In the piece Oju inu Yárá…, an altar is installed for all the women and men who have died at sea. A collective ritual is instigated around this altar, as an evocation of life. In Oju inu Yárá… the myth of the Abayomi dolls (a term which means “beautiful encounter”) is interwoven with the life experience of young immigrants in Spain, those with irregular status, who have come from the Congo, Cameroon, Morocco, Liberia, Nigeria, the Ivory Coast and Senegal.

 When Bay, a young man from Senegal, was traversing the Atlantic Ocean on a barge, an Abayomi, from deep beneath the waves, appeared at his feet. The Abayomis were rag dolls made by enslaved women in order to soothe the tears and pain of their children. The women would rip up their clothes and make the dolls with six knots, and for each knot they would say a prayer, a wish and a blessing, as a symbol of love, protection, joy and resistance.

 In these crossings of endless borders, Oju inu Yárá… restores longed-for futures, amid a sea of voices from the present and the past. The Abayomi dolls, this time made out of the hair of those bodies involved in the process of creation, summon the audience to a collective song, to sing in pleasure and protest. Oju inu Yará… is the first instalment of The Flight of Hypothalamus, a project consisting of research, creation and social action that combines the lives of young people with irregular immigration status and the song of migratory birds.

 In Oju inu Yárá… a young man from Senegal took seven days, on board a barge, to get to Spain. The whales delayed his boat with the swishing of their tails.

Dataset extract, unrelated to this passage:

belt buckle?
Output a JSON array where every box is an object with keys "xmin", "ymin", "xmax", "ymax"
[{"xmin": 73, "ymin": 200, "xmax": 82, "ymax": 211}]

Oju inu Yárá is a “beautiful encounter” of voices, bodies and whales.

Concept / direction: José Ramón Hernández

Dramaturgy: Yohayna Hernández / José Ramón Hernández

Production Management: JHS producciones / Osikán - vivero de creación contemporánea

With the collaboration of : Clotilde Monkangere (El Congo) /Abdel Azis (Camerún) /Elichy Melanie (Costa de Marfil) / Adnane Houmirat (Marruecos) / Prince Barclay (Liberia) Saber Er Rossafy (Marruecos) / Djovaní Koné (Costa de Marfil) / Bay (Senegal)

 

 

  • During the first half of 2021, as part of the research for this project, several Imagination Laboratories took place with adolescents and young adults who have irregular immigration status in Spain, in collaboration with the Centro de Acogida Mejía de Lequerica and the CEPI (Immigrants’ Centre) of Arganzuela, Madrid. This first stage of the research has been supported by a residency at the Condeduque Centre for Contemporary Culture, as well as the Desvío programme by hablarenarte and Planta Alta Madrid.